In 2002 she received a Ludwig Vogelstein grant for her visual art and poetry, and in 2006 she was the recipient of an A.E. Ventures Grant for excellence in visual arts and poetry and for her contribution to the arts. Rogers ha spublished her poetry in journals and anthologies, and in the interdisciplinary collection Even the Hemlock: Poems, Illuminations, Reliquaries; chapbooks The Fourth Beast; A House of Corners, and The Reason of Trees; and full-length poetry collection Sleeper, You Wake. Her translation of Beowulf was published in 2000, and she is currently translating the riddle-poems from the Anglo-Saxon Exeter Book. Her poem "Rhomboid" won PhiloPhonema´s Lyric Recovery Award in 2001, selected by Alfred Corn; and her poem "Truck Stand" was selected by John Ashbery for display in the Albany International Airport to celebrate the Millay Colony´s 3Oth anniversary. She has won residency fellowships to the MacDowell Colony, the Millay Colony, Caldera, Jentel, Hawthorne International Writers Retreat, and Hedgebrook. She is Delaware County´s first Poet Laureate.

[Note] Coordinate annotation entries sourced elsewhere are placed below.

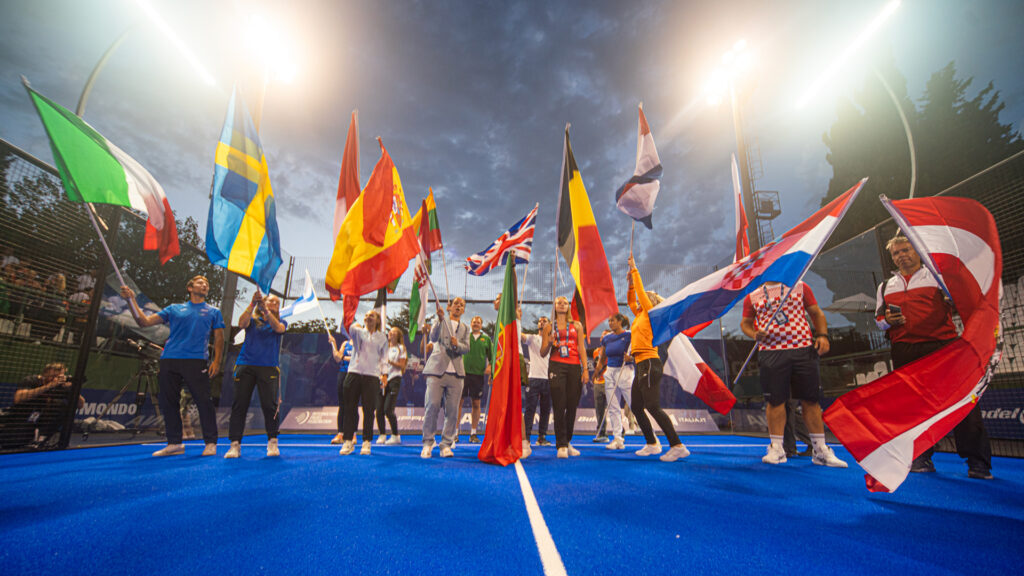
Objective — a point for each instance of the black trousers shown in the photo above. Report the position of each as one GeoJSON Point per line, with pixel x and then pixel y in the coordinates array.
{"type": "Point", "coordinates": [341, 401]}
{"type": "Point", "coordinates": [194, 374]}
{"type": "Point", "coordinates": [360, 386]}
{"type": "Point", "coordinates": [566, 386]}
{"type": "Point", "coordinates": [266, 380]}
{"type": "Point", "coordinates": [972, 440]}
{"type": "Point", "coordinates": [386, 400]}
{"type": "Point", "coordinates": [538, 395]}
{"type": "Point", "coordinates": [647, 396]}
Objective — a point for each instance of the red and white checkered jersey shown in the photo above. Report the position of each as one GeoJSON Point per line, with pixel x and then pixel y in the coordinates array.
{"type": "Point", "coordinates": [791, 330]}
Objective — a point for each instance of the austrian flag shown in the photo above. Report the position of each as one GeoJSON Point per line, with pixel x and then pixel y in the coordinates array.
{"type": "Point", "coordinates": [887, 423]}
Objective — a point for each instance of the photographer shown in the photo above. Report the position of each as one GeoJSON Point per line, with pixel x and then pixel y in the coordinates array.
{"type": "Point", "coordinates": [39, 408]}
{"type": "Point", "coordinates": [912, 310]}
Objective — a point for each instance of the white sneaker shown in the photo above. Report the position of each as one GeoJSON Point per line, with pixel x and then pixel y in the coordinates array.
{"type": "Point", "coordinates": [675, 453]}
{"type": "Point", "coordinates": [649, 450]}
{"type": "Point", "coordinates": [775, 455]}
{"type": "Point", "coordinates": [615, 444]}
{"type": "Point", "coordinates": [827, 458]}
{"type": "Point", "coordinates": [171, 450]}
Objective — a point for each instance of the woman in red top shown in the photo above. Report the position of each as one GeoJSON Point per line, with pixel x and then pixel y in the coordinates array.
{"type": "Point", "coordinates": [563, 338]}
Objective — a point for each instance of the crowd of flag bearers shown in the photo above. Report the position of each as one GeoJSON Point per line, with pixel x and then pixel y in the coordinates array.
{"type": "Point", "coordinates": [375, 238]}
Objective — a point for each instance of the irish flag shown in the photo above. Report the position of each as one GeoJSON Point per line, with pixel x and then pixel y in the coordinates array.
{"type": "Point", "coordinates": [94, 170]}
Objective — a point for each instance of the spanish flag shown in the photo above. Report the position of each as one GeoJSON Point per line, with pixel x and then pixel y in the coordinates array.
{"type": "Point", "coordinates": [242, 228]}
{"type": "Point", "coordinates": [359, 264]}
{"type": "Point", "coordinates": [581, 245]}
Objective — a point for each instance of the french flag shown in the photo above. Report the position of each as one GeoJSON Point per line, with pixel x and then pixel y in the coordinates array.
{"type": "Point", "coordinates": [636, 197]}
{"type": "Point", "coordinates": [783, 260]}
{"type": "Point", "coordinates": [693, 374]}
{"type": "Point", "coordinates": [888, 422]}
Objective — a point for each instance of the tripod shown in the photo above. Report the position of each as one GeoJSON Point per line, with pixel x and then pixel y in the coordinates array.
{"type": "Point", "coordinates": [145, 384]}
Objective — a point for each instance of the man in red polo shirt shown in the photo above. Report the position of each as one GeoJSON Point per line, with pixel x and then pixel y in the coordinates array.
{"type": "Point", "coordinates": [912, 310]}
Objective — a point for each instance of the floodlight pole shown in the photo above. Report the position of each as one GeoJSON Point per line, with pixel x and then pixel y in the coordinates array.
{"type": "Point", "coordinates": [753, 234]}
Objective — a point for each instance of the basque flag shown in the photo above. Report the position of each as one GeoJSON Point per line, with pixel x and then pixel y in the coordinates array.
{"type": "Point", "coordinates": [693, 374]}
{"type": "Point", "coordinates": [887, 423]}
{"type": "Point", "coordinates": [783, 260]}
{"type": "Point", "coordinates": [518, 240]}
{"type": "Point", "coordinates": [636, 197]}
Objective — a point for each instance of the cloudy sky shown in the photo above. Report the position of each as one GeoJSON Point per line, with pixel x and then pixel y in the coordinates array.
{"type": "Point", "coordinates": [471, 97]}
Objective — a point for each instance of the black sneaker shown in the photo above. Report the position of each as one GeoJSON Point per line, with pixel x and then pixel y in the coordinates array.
{"type": "Point", "coordinates": [979, 474]}
{"type": "Point", "coordinates": [924, 465]}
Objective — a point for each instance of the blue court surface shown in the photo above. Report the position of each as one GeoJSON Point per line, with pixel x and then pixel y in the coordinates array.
{"type": "Point", "coordinates": [118, 510]}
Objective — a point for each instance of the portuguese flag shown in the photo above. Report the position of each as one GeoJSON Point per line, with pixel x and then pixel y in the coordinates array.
{"type": "Point", "coordinates": [503, 441]}
{"type": "Point", "coordinates": [94, 170]}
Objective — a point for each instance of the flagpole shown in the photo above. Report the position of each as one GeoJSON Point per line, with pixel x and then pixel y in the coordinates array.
{"type": "Point", "coordinates": [448, 290]}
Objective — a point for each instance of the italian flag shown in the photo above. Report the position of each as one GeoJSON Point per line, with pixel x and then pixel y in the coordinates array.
{"type": "Point", "coordinates": [94, 170]}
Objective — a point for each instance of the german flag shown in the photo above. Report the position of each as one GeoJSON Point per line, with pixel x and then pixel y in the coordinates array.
{"type": "Point", "coordinates": [358, 264]}
{"type": "Point", "coordinates": [581, 245]}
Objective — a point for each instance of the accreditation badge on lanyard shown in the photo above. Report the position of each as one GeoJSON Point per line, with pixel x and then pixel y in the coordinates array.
{"type": "Point", "coordinates": [563, 348]}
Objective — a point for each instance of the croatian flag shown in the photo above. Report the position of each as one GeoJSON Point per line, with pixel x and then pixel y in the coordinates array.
{"type": "Point", "coordinates": [517, 240]}
{"type": "Point", "coordinates": [693, 374]}
{"type": "Point", "coordinates": [783, 260]}
{"type": "Point", "coordinates": [306, 301]}
{"type": "Point", "coordinates": [636, 197]}
{"type": "Point", "coordinates": [887, 423]}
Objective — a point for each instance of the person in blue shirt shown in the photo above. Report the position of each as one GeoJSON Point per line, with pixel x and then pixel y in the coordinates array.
{"type": "Point", "coordinates": [186, 360]}
{"type": "Point", "coordinates": [258, 366]}
{"type": "Point", "coordinates": [614, 359]}
{"type": "Point", "coordinates": [342, 355]}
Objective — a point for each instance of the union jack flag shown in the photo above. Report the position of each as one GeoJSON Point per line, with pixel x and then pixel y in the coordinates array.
{"type": "Point", "coordinates": [518, 239]}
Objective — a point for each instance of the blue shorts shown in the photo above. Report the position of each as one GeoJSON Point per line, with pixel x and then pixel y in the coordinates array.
{"type": "Point", "coordinates": [785, 371]}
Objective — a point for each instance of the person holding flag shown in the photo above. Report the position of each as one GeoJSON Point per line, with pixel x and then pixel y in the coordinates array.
{"type": "Point", "coordinates": [343, 356]}
{"type": "Point", "coordinates": [918, 320]}
{"type": "Point", "coordinates": [185, 360]}
{"type": "Point", "coordinates": [563, 340]}
{"type": "Point", "coordinates": [363, 380]}
{"type": "Point", "coordinates": [646, 392]}
{"type": "Point", "coordinates": [444, 372]}
{"type": "Point", "coordinates": [258, 366]}
{"type": "Point", "coordinates": [775, 316]}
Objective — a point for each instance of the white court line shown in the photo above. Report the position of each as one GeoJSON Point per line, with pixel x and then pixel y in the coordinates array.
{"type": "Point", "coordinates": [550, 558]}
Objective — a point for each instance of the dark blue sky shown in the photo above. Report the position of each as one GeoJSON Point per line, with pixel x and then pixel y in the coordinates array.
{"type": "Point", "coordinates": [471, 98]}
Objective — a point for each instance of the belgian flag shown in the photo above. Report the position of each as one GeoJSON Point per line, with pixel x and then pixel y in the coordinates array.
{"type": "Point", "coordinates": [581, 245]}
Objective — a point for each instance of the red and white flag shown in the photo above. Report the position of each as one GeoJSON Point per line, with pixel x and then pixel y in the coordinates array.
{"type": "Point", "coordinates": [887, 423]}
{"type": "Point", "coordinates": [693, 374]}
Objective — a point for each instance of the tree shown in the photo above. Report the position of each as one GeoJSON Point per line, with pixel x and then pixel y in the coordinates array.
{"type": "Point", "coordinates": [954, 138]}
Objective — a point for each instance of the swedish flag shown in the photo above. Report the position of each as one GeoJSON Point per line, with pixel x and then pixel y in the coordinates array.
{"type": "Point", "coordinates": [242, 230]}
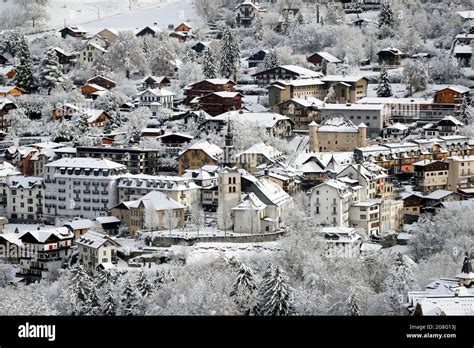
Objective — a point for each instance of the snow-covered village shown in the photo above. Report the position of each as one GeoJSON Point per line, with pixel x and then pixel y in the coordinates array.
{"type": "Point", "coordinates": [236, 157]}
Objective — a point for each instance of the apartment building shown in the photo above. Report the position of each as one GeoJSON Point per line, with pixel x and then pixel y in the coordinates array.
{"type": "Point", "coordinates": [137, 160]}
{"type": "Point", "coordinates": [81, 187]}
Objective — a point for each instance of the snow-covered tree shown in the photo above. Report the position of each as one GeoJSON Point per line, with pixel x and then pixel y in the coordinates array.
{"type": "Point", "coordinates": [50, 74]}
{"type": "Point", "coordinates": [244, 290]}
{"type": "Point", "coordinates": [270, 60]}
{"type": "Point", "coordinates": [465, 111]}
{"type": "Point", "coordinates": [275, 293]}
{"type": "Point", "coordinates": [129, 299]}
{"type": "Point", "coordinates": [109, 306]}
{"type": "Point", "coordinates": [230, 53]}
{"type": "Point", "coordinates": [384, 89]}
{"type": "Point", "coordinates": [415, 75]}
{"type": "Point", "coordinates": [386, 19]}
{"type": "Point", "coordinates": [24, 74]}
{"type": "Point", "coordinates": [144, 286]}
{"type": "Point", "coordinates": [209, 67]}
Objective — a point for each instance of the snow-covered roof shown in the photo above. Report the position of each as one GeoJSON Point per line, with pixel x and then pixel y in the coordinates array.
{"type": "Point", "coordinates": [439, 194]}
{"type": "Point", "coordinates": [85, 162]}
{"type": "Point", "coordinates": [250, 202]}
{"type": "Point", "coordinates": [466, 14]}
{"type": "Point", "coordinates": [26, 182]}
{"type": "Point", "coordinates": [95, 240]}
{"type": "Point", "coordinates": [263, 119]}
{"type": "Point", "coordinates": [338, 124]}
{"type": "Point", "coordinates": [263, 149]}
{"type": "Point", "coordinates": [392, 100]}
{"type": "Point", "coordinates": [272, 192]}
{"type": "Point", "coordinates": [43, 234]}
{"type": "Point", "coordinates": [80, 224]}
{"type": "Point", "coordinates": [343, 78]}
{"type": "Point", "coordinates": [159, 92]}
{"type": "Point", "coordinates": [344, 107]}
{"type": "Point", "coordinates": [455, 88]}
{"type": "Point", "coordinates": [107, 219]}
{"type": "Point", "coordinates": [329, 57]}
{"type": "Point", "coordinates": [154, 200]}
{"type": "Point", "coordinates": [212, 150]}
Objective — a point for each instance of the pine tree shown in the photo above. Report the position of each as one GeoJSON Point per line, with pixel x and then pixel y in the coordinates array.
{"type": "Point", "coordinates": [275, 294]}
{"type": "Point", "coordinates": [129, 299]}
{"type": "Point", "coordinates": [465, 112]}
{"type": "Point", "coordinates": [244, 289]}
{"type": "Point", "coordinates": [50, 73]}
{"type": "Point", "coordinates": [258, 27]}
{"type": "Point", "coordinates": [144, 286]}
{"type": "Point", "coordinates": [270, 61]}
{"type": "Point", "coordinates": [24, 74]}
{"type": "Point", "coordinates": [384, 89]}
{"type": "Point", "coordinates": [353, 304]}
{"type": "Point", "coordinates": [109, 307]}
{"type": "Point", "coordinates": [386, 17]}
{"type": "Point", "coordinates": [230, 54]}
{"type": "Point", "coordinates": [209, 67]}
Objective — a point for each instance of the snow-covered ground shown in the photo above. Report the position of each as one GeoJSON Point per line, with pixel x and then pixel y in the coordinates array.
{"type": "Point", "coordinates": [95, 15]}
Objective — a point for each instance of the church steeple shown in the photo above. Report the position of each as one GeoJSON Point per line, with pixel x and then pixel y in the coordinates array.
{"type": "Point", "coordinates": [229, 149]}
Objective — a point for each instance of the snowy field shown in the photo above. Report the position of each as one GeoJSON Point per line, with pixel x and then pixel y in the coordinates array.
{"type": "Point", "coordinates": [95, 15]}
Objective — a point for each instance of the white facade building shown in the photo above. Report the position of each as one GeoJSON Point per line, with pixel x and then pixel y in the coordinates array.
{"type": "Point", "coordinates": [81, 187]}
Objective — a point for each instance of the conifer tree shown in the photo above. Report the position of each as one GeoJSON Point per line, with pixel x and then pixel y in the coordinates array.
{"type": "Point", "coordinates": [230, 54]}
{"type": "Point", "coordinates": [275, 294]}
{"type": "Point", "coordinates": [50, 72]}
{"type": "Point", "coordinates": [144, 286]}
{"type": "Point", "coordinates": [24, 74]}
{"type": "Point", "coordinates": [209, 67]}
{"type": "Point", "coordinates": [384, 89]}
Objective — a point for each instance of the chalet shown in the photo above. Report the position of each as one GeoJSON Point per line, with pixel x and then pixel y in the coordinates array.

In 2002 she founded, with her husband, Ernest M. Fishman, Bright Hill Press.Rogers has been a teaching artist for more than 30 years and this year received the Association of Teaching Artists Distinguished Service to the Field Award at the CommonGround Conference in Rochester. She teaches through the DCMO/ONC BOCES AIE programs and with arts organizations in upstate New York and is a CROP artist as well as a Teachers and Writers Collaborative artist. She has been a poet-in-residence at Hartwick College, SUNY Potsdam, NCCC, and Wells College, and has taught creative writing at Hartwick. Through Bright Hill she is leading a series of Museum Research, Writing, andVisual Arts programs in 2007.
This exhibit is partly funded with a grant from the New York State Council on the Arts Decentralization Program, administered in Delaware County by The Roxbury Arts Group. The installation will be on view at The Old Bank Gallery through October 14.